Envy (sie/ihr/Diva-in-Drag)

«Jede Perücke hat ihre eigene Geschichte.» Mit diesen Worten begrüsst Envy Peru, Gewinnerin von Drag Race Holland 2020, das IKEA Team, bevor sie uns ihr Zuhause und ihre Garderobe zeigt. Überall sind zusammengetragene und selbst erschaffene Kunstwerke zu sehen. Kühlschrankmagnete zeigen, welche Orte sie, ihr Partner und ihre Mutter bereits besucht haben. Eine schillernde Betty-Boop-Puppe aus einem kleinen Geschäft in der Nähe erinnert in einer Ecke an die goldene Zeit glamouröser weiblicher Energie.

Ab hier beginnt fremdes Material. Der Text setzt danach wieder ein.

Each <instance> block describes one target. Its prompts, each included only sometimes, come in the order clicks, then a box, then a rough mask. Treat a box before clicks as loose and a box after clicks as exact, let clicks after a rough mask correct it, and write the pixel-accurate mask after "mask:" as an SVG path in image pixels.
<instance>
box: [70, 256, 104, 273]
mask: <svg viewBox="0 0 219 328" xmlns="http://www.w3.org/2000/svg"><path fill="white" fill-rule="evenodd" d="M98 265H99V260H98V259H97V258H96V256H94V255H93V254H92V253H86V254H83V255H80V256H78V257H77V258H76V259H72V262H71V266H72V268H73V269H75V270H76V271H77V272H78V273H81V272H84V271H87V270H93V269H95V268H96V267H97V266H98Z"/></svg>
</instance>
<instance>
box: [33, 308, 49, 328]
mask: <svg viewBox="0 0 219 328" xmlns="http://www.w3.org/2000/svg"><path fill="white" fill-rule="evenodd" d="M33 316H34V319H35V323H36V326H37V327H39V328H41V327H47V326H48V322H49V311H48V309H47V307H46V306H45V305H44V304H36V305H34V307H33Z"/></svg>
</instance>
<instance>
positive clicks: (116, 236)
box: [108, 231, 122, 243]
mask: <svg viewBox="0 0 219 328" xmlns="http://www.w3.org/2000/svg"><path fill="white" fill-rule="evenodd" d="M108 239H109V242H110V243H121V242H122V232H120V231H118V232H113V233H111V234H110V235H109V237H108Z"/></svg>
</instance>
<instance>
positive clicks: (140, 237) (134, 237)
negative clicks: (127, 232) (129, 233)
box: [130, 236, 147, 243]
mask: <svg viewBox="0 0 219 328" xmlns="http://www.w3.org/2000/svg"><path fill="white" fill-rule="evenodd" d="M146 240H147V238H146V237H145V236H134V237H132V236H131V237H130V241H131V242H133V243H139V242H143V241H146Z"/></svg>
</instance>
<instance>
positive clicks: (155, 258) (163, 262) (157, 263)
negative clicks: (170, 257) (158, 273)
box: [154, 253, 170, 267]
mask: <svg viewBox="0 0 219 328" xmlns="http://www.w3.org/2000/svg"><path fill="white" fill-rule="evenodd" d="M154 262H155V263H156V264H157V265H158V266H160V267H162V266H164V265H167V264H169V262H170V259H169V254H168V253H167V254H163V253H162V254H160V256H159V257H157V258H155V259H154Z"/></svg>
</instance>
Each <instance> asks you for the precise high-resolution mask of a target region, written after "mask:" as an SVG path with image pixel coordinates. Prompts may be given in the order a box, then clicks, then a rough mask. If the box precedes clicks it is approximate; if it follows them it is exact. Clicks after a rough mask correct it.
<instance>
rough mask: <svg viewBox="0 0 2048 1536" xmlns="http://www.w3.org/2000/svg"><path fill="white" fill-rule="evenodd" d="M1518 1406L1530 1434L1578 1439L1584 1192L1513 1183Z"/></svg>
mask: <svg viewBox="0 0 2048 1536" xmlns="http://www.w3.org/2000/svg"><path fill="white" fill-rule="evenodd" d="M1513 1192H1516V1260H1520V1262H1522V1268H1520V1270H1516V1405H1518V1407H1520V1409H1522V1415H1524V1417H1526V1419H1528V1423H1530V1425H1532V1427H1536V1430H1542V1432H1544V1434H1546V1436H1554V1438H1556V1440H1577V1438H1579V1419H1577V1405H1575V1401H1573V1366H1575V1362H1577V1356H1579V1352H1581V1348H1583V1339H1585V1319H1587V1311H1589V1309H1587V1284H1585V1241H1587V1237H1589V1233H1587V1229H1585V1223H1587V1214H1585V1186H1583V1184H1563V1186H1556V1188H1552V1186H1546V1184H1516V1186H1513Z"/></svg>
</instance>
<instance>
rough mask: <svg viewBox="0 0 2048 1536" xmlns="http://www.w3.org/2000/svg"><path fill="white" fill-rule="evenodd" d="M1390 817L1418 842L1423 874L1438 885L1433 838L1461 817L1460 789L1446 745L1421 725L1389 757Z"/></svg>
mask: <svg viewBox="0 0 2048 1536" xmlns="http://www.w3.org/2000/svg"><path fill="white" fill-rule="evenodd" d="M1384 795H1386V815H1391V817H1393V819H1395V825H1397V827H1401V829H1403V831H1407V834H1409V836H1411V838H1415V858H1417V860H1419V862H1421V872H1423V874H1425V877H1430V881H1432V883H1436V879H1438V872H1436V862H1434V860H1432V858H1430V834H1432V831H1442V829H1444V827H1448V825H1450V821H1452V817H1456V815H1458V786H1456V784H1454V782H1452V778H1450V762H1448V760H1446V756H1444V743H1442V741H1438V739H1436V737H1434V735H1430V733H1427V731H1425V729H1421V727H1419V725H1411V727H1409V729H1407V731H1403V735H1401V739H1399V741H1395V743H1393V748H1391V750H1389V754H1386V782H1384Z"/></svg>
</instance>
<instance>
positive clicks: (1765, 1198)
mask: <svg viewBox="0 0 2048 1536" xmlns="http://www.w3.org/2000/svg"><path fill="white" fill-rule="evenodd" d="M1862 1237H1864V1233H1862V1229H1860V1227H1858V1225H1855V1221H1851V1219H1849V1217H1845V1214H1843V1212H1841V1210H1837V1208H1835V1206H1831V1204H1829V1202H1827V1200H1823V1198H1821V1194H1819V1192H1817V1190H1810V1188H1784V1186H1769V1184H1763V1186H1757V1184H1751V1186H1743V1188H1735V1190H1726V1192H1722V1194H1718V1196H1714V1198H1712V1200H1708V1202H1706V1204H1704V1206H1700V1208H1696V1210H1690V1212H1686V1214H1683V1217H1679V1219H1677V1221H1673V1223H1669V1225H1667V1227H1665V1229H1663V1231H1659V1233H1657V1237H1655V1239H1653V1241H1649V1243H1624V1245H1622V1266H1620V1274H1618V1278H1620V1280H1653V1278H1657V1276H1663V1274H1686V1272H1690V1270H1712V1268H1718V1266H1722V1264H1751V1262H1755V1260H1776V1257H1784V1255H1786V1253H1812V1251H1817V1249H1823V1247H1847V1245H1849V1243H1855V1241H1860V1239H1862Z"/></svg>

Doch Envys Geschichte begann nicht hier. Als Boris zog sie mit ihrer Mutter und ihrer Tante im Alter von vier Jahren in die Niederlande. 30 Jahre später nennt die gebürtige Peruanerin nun Amsterdam ihr Zuhause.

Coming-out

Mit 21 outete sich Boris bei der Mutter. «Ich wusste, wer ich bin. Doch ich versteckte mich noch», erklärt sie. Das Leben in einer kleinen Stadt 20 Minuten von Amsterdam entfernt könnte für jemanden, der schwul ist, kein krasserer Gegensatz sein. Boris konnte sich nicht frei ausdrücken, wusste aber nicht genau warum. Das Coming-out bei der Mutter war völlig ungeplant. «Wir stritten uns und dann platzte es einfach aus mir raus: Ich bin schwul!»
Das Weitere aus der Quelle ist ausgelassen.